I believe that I heard two things from the Tree of Life during the dance (OK, more like two-and-a-half or three). The first is to not be scared and to go for the gusto in an act of surrender. One scenario I had been playing with prior to the dance for keeping a temple was to build one at my friend Melody Sage's house (they've shown interest in that and are asking for a written proposal) and pitching a tent next to it. If it works out the way it might, I might be able to fulfill my needs with General Assistance and food stamps. If I can do that, then I can jump directly into building and tending the temple as my full-time monastic practice; performing the nine prayers a day and other such monastic practices I might like would also be easier, as would accommodating any community members who might have need of the temple for their personal work. The Tree of Life told me to not be scared and to go for as extreme a possibility as that.
"Don't be scared: she's hungry." That's the half-to-one additional thing I heard the Tree of Life say to me. It's the most difficult to understand, though the next thing is the most difficult to follow through on. In many ways, it seems to relate to my Tlazolteotl work, which is strong for me both at Wolf Creek Radical Fairy Sanctuary and also at that dance, as she is Nahua/Aztec (Huasteca, actually) and Shoshone (the eponymous language spoken by the nation from whom the dance originates) is the northernmost Uto-Aztecan language. She is the Shit-Eater (Tlaelquani) and she ate some shit through me at the dance, that much is for certain. And when I imagined using that phrase as an anchor, during a scenario on Deep Re-entry held by one of the elders of the dance, it helped turn situations around such that I saw people's oppositions to my work as shit (tlazolli) to be honored as holy rather than obstacles to enrage me and saw my own probable moments of despair and anger and tlazolli as offerings and prayers to be built into the temple. Holy. Still, the phrase seems larger than all of that and larger than Tlazolteotl. Still not sure how, though.

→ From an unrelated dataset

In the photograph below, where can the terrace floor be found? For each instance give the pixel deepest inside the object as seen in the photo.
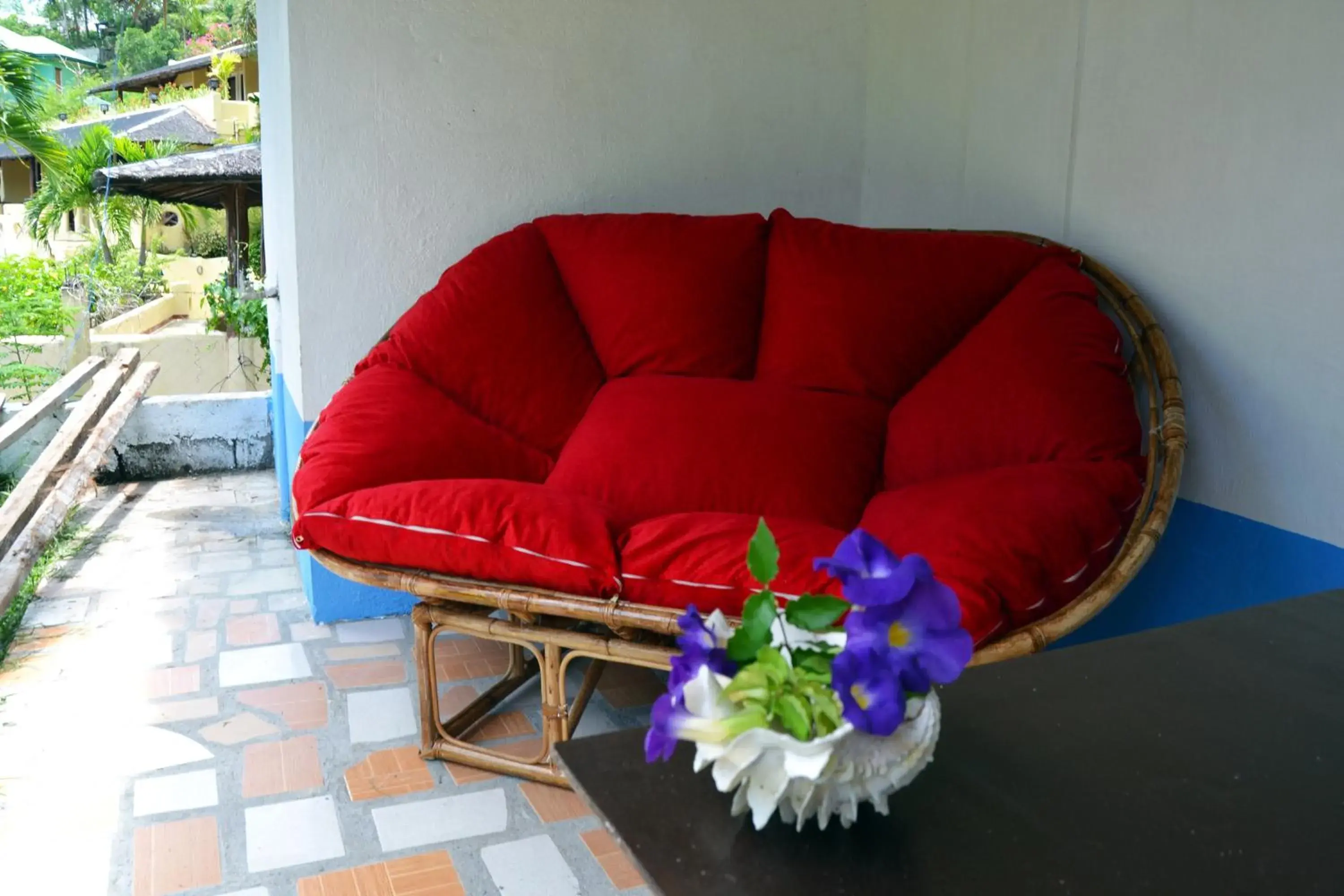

Finally, I come to the point of this post: If I listen broadly and deeply, I hear through the mouths not of the tree but of my fellow dancers that keeping a temple flows from keeping the temple-keeper. That is: I heard a recurring refrain that I ought do all that I do for others and for my community for myself. That as much as I seek to serve the community, I serve myself; as much as I seek to appreciate and honor the community, I appreciate and honor myself; that as much as I seek to gift to the community, that I gift to myself; that as much as I seek to beautify the community, I beautify myself; that as much as I hold space for others with compassionate listening and deep witnessing, that I hold space for myself with compassionate listening and deep witnessing; that everything I do for those around me, I do for myself. Problem is: I have no clue how to do that. Hell, I'm losing sight by the moment as the shitty and its concrete buildings all pushed up against one another smother me again of all the things I do for others/my community! So, I ask y'all to pleasepleaseplease help: Help me find those things I do for the community and for others and help me figure out how to do them for myself. My hands are empty and I would change myself to rise to the demands of my calling.